食事を終えてまた街道を進む。先日盗賊に襲われたこともあるし夜になったら街に戻ろうか。陽も傾きはじめている。
「もうそろそろ戻ろうか」
「クロの料理で体力的には全然問題ないぞ」
「主よ、明日も学舎は休みなのだろう。まだ戻らなくてもいいのではないか?」
ワルドもハトゥールも盗賊を気にする必要なしと判断したようだ。
「主がスキルや魔法を身につけていくごとに、我も力を増しているのだ。目立っては面倒だろうから夜を待っていた。論より証拠だ。主よ、我に乗るがいい。・・・仕方ないからワルドも乗せてやろう」
巨大化したハトゥールが俺を背に乗せる。情けない顔でハトゥールを見つめていたワルドがテンション高く俺の隣にやってくる。
「天を駆けることができるようになったのだ。行くぞ」
心なしか普段より嬉しそうなハトゥールの言葉が終わるよりも早く、ハトゥールは空を駆け上がった。
薄い雲を突き抜けたあたりで上昇をやめて水平方向へと走り出す。正面からぶつかる風が強く、息が苦しい。目もあけていられない。

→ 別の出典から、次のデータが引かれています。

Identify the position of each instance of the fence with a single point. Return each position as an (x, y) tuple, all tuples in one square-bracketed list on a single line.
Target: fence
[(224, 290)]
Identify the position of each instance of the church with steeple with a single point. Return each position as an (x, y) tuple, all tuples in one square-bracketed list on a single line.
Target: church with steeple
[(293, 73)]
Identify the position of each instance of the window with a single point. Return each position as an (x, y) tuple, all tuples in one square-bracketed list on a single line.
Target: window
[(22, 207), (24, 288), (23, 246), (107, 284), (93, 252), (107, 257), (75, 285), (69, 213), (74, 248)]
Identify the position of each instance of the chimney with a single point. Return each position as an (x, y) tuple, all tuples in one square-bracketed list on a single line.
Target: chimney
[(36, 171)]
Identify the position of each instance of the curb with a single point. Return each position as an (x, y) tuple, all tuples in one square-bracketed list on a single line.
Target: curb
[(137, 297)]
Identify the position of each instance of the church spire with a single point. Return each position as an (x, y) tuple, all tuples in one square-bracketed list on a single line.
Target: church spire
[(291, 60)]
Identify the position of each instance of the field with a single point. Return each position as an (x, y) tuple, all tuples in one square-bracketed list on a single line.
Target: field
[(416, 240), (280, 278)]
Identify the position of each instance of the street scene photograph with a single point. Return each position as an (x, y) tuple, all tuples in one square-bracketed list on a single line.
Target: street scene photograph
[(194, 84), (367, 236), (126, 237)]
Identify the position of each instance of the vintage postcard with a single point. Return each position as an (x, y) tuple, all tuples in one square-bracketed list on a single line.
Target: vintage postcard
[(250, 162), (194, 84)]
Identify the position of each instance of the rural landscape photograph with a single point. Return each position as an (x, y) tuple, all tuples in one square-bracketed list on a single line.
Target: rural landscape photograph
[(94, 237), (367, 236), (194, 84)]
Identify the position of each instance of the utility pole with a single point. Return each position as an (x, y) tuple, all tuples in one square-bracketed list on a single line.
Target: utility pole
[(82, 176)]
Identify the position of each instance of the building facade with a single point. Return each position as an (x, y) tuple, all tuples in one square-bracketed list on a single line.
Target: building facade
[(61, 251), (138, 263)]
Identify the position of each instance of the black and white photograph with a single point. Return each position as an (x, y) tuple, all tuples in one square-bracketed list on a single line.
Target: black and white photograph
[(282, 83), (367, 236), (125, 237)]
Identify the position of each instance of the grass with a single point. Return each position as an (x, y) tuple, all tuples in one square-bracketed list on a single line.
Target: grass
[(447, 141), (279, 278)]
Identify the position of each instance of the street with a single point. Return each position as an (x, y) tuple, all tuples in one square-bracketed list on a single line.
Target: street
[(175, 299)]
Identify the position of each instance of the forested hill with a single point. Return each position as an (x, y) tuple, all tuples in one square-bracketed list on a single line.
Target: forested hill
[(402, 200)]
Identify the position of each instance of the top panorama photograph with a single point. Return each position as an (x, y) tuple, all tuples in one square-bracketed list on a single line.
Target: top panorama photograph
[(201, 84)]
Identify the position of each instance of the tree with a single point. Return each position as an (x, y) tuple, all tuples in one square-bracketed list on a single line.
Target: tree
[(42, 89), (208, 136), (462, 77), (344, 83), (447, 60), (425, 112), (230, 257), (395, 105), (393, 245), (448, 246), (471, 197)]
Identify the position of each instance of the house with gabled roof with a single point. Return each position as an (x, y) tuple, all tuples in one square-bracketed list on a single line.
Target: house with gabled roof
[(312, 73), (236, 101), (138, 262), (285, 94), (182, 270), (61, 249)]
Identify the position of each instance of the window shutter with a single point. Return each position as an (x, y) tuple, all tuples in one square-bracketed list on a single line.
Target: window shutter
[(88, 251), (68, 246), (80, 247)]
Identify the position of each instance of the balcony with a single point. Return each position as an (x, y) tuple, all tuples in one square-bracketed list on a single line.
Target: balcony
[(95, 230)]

風がぶつからないよう、俺とワルドを風魔法で包んだところでようやく目をあけた。
――!!
眼前に広がる星空に言葉を失った。普段地上から見る夜空は上空を吹き荒れる魔力風のせいで明るい星を少し観測できる程度なのだ。まさか、魔力風のむこう側にこんな空があったなんて!
前方の星空の下に小さく街の明かりが見えてきた。
「主よ、もうすぐそこがテ・ネリエ帝国だ。なかなかの駿足だろう?」
「うんうん!すごいぞ!ハトゥール」
「ハーちゃん世界一いいい!!」
ハトゥールの上で騒いでいると常時起動している索敵にひっかかるものを感じた。
「ん?俺たちに気づいてはいないけど、やたら弱い……けが人の反応か?」
気になってハトゥールを止めて風魔法と重力操作を組み合わせて地上まで降りる。・・・おお、速さはハトゥールほどじゃないけど空が飛べるようになったようだ。
「さすがは我が主だ」
俺が地上に着くとほぼ同時にハトゥールがワルドを乗せて降りてきた。ハトゥールがいつもの猫の姿に戻ったのでワルドが慌てて着地した。
「確かこの辺り……」
さっきのけが人の反応は街道沿いの林の中にあった。林の中を見渡すと、すぐ近くの木にもたれかかっている人影を見つけた。